Release requirements:
- Set the repository secret `CARGO_REGISTRY_TOKEN` to a crates.io API token.
- Bump the workspace version in `Cargo.toml`.
- Create a GitHub Release whose tag matches the version, for example `v0.1.0`.
- Create the release from `main`.
The workflow publishes crates in dependency order:
1. `wax-core`
2. `wax-bench`
3. `wax-llm`
The package name is `wax-llm`, and the installed binary is `wax`.
## Contributing
Small, focused changes are preferred.

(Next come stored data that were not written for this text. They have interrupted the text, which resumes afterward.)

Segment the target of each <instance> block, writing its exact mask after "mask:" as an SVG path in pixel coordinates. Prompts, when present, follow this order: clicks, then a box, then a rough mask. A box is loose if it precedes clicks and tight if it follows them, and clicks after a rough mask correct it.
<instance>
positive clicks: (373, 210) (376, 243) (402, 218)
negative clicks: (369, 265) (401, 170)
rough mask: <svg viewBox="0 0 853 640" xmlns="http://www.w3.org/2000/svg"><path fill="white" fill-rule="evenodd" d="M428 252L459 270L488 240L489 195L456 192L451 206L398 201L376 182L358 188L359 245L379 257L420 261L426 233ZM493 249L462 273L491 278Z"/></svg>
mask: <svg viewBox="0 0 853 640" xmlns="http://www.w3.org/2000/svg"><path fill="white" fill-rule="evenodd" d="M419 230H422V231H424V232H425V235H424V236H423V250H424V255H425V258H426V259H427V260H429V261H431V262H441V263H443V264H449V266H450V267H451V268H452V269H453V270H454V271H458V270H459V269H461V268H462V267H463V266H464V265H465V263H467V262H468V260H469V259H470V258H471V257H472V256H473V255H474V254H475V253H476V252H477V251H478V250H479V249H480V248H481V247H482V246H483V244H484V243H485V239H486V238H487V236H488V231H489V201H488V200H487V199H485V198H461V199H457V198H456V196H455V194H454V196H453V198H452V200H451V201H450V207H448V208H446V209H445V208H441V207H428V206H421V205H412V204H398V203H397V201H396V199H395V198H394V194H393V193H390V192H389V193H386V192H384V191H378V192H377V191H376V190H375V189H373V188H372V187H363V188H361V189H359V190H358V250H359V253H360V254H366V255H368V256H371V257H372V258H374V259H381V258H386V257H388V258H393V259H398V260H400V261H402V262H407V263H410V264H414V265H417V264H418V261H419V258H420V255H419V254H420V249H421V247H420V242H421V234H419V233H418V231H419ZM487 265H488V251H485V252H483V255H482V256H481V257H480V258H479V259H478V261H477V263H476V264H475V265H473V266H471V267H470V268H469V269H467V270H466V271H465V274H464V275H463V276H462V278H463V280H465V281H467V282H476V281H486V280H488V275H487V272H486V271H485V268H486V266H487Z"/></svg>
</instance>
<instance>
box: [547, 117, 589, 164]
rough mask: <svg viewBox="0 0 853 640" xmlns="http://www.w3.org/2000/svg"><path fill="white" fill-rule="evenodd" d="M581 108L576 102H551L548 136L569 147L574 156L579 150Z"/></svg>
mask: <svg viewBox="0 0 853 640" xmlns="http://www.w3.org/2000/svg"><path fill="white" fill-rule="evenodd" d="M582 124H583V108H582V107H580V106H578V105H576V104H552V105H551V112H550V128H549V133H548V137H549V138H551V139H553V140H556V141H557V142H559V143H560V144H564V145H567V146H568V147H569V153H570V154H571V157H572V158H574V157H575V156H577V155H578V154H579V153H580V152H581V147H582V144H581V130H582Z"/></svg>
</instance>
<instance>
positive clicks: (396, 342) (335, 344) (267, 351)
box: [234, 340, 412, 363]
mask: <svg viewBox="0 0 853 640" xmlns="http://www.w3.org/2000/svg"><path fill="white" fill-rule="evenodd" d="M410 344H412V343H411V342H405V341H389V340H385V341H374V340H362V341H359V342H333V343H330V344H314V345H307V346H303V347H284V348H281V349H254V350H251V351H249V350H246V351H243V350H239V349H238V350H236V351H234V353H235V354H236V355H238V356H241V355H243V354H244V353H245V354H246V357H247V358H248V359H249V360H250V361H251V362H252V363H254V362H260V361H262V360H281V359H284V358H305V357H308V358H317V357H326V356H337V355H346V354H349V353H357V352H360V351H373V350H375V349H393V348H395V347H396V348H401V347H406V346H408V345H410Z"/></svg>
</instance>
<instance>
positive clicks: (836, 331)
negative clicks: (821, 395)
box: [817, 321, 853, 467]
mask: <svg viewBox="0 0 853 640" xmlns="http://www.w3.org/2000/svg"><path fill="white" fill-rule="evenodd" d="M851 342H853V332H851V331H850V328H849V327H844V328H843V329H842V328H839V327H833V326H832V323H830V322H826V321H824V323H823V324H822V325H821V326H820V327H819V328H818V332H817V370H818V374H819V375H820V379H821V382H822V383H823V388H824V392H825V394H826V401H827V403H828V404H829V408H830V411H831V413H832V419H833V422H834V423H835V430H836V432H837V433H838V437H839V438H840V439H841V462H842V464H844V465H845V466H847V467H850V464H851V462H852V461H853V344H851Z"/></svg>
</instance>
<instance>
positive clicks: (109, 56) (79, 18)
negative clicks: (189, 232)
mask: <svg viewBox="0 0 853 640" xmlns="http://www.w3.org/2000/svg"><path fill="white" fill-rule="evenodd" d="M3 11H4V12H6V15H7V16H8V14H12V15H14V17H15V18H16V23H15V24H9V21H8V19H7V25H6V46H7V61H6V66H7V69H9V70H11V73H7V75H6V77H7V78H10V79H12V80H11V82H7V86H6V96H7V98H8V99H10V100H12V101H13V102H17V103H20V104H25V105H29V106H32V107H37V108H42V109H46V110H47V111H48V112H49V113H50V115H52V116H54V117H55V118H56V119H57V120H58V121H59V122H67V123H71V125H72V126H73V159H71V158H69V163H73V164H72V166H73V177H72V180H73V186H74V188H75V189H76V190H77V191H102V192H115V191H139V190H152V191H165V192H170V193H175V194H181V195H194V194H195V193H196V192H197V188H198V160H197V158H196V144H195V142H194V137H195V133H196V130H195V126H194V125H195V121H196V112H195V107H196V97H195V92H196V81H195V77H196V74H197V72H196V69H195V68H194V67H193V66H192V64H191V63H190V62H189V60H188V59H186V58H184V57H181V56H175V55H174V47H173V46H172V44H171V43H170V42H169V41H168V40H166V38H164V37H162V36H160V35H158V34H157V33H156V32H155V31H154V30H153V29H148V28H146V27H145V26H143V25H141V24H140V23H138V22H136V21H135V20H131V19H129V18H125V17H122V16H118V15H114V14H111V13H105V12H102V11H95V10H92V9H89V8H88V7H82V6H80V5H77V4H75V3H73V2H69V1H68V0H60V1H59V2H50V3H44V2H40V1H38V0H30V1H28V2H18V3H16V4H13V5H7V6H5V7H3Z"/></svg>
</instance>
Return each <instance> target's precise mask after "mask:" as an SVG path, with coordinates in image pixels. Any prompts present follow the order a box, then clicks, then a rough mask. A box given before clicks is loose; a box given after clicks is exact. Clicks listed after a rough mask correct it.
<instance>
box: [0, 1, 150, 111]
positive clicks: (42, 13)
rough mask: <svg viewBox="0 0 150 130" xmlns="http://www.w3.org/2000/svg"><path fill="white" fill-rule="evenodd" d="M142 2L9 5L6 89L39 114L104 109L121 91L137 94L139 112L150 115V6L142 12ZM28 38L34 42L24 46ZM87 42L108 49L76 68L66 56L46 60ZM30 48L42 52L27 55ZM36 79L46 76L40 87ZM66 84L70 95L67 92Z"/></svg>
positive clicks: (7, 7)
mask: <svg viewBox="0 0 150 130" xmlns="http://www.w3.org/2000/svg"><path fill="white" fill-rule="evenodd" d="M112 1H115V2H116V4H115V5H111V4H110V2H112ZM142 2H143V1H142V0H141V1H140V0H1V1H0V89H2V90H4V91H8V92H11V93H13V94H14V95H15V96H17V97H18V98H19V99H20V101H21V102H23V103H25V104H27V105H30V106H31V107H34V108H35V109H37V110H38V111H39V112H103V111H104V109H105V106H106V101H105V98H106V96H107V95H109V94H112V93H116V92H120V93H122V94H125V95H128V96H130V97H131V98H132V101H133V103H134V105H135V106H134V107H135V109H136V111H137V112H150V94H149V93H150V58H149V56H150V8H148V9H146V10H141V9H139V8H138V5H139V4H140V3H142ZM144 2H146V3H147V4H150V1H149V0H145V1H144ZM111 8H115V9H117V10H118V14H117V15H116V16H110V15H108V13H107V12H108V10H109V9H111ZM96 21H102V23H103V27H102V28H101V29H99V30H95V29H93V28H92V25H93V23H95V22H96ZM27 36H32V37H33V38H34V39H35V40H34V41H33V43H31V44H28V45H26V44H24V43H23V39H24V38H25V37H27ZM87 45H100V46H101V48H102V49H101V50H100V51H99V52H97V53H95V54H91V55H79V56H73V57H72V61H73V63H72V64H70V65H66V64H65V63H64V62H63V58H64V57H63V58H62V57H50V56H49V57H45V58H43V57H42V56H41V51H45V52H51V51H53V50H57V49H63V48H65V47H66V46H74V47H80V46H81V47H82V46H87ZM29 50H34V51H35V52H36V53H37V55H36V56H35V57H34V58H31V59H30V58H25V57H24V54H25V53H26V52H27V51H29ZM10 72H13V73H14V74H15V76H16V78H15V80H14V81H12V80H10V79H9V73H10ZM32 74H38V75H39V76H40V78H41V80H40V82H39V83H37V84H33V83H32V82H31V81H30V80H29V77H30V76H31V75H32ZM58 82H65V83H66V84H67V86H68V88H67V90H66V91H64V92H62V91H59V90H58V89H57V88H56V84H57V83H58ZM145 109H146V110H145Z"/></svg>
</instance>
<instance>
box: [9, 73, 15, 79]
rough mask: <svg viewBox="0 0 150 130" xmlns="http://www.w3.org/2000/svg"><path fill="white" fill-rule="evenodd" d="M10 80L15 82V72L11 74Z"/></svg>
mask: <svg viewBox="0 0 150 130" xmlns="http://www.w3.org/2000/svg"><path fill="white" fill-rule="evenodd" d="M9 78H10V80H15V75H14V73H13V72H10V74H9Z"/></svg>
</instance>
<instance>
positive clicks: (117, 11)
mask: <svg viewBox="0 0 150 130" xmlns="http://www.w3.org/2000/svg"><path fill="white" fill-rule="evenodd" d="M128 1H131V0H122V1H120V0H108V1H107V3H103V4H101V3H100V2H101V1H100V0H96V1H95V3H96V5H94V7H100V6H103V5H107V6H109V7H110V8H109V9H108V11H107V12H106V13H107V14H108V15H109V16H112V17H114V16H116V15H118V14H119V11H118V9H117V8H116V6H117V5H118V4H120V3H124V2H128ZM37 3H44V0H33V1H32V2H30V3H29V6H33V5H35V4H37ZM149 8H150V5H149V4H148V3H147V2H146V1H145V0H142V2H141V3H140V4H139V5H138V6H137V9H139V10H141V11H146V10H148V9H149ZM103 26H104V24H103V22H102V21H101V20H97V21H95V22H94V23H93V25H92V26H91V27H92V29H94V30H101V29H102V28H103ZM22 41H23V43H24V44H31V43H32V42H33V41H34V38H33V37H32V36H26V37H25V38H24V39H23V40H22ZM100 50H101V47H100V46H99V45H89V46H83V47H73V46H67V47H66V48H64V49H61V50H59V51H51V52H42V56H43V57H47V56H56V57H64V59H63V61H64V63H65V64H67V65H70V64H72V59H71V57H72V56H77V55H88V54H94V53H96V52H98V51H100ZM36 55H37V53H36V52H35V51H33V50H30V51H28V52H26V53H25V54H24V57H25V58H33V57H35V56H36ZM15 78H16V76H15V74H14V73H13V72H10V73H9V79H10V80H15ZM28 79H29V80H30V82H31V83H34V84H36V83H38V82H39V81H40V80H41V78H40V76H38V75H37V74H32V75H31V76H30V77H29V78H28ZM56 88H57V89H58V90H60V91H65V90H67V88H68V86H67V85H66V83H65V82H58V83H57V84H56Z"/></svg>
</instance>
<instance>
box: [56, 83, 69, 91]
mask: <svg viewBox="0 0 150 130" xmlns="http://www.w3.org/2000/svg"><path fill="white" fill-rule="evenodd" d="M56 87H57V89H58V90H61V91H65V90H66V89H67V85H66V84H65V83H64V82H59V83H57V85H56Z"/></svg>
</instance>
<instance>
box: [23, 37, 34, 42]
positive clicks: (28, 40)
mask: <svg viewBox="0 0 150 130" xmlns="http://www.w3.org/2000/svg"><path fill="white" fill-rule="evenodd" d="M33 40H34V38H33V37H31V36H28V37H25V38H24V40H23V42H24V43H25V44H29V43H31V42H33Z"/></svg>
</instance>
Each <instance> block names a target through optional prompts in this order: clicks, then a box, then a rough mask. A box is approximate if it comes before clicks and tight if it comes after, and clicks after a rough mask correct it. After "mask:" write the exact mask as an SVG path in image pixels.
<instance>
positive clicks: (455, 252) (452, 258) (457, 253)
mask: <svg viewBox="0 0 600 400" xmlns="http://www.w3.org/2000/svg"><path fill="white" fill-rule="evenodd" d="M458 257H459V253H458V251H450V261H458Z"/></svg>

Please keep the core inference path simple
and measurable.
Before opening a PR, run:
```bash
cargo fmt --check
cargo test --workspace --no-default-features
cargo clippy --workspace --all-targets --no-default-features -- -D warnings
```
If your change touches GPU-specific behavior, also run the relevant feature
build, for example:
```bash
cargo test --workspace --features metal
```
## License
Checkout the full license [here](LICENSE.md).